A conseqüências prejudiciais do consumo de rapé habitual são bem conhecidas por campanhas de saúde. Mas o seu impacto negativo não é apenas doenças físicas, mas mentais como a esquizofrenia, de acordo com amostras recentes estudos de cientistas alemães e suíços.Fumar pode promover o desenvolvimento de genes relacionados com a arquitetura do cérebro humano que aumenta a probabilidade de desenvolver doença mental. Assim, a dependência da nicotina, juntamente com a existência desses genes torna-se um factor de risco para o desenvolvimento da doença.
Sabe-se que a esquizofrenia é uma doença de natureza congénita, mas a sua constantemante mutações multiplicar-se e variar e não pode isolar um gene principal que faz com que ele.
Para estudar as causas genéticas da doença são muitas vezes comparados a freqüência de combinações perigosas dos genes de pessoas saudáveis ​​e esquizofrênicos. Cientistas das Universidades de Colónia e Zurique também realizaram estudo eletroencefalográfico fornece uma visão de como os processos de sons do cérebro humano. O cérebro de uma pessoa saudável pode isolar um som entre muitos considerado importante enquanto o cérebro de um paciente esquizofrênico não é capaz de. Então você não pode filtrar os sinais acústicos em um naufrágio ruído ininteligível.

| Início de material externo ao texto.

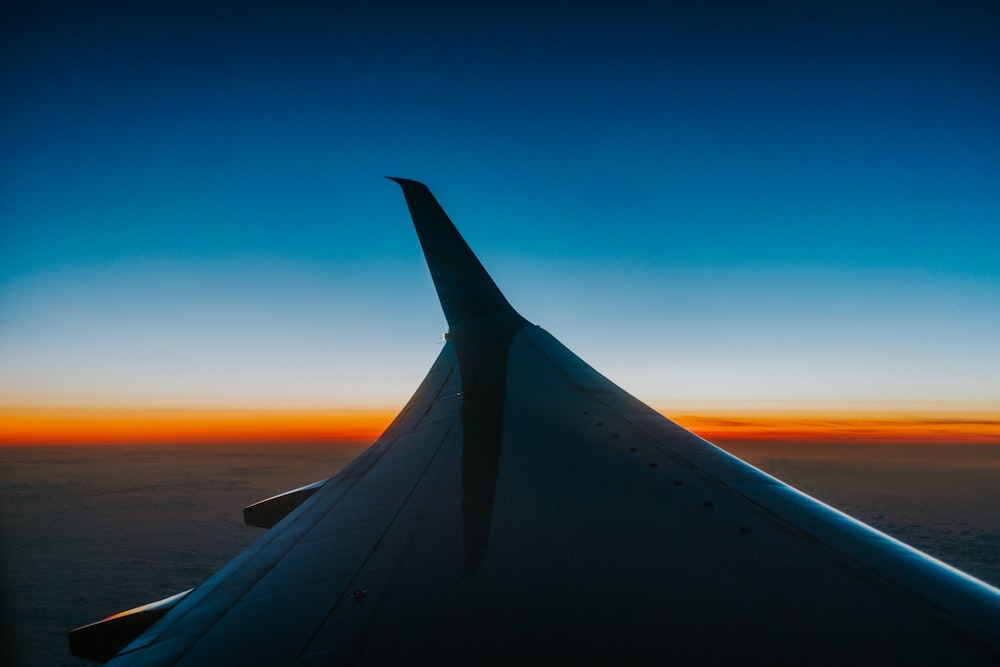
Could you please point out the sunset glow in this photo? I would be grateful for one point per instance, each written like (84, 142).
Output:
(75, 426)
(78, 426)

Comparando este tipo de actividade cérebro na ausência ou na presença de qualquer combinação de gene pode verificar que tipo de gene envolvido no desenvolvimento da esquizofrenia.
Os cientistas estão particularmente interessados ​​no gene TCF4, envolvido no desenvolvimento do cérebro em seus estágios iniciais e de acordo com alguns dados, afeta negativamente o cérebro em sua formação. Durante o estudo envolvendo 1.800 pessoas, os cientistas notaram que entre os pacientes com esquizofrenia tinham mais fumantes e focado suas pesquisas sobre a relação entre esses dois fatos.
Segundo os investigadores, o gene TCF4 afeta a capacidade de perceber sinais acústicos e está presente em maior grau em pacientes esquizofrênicos. Além disso o consumo de tabaco agrava a situação, até certo ponto: se o paciente tem uma combinação perigosa de TCF4 gene e fumaça, o seu cérebro funciona muito pior.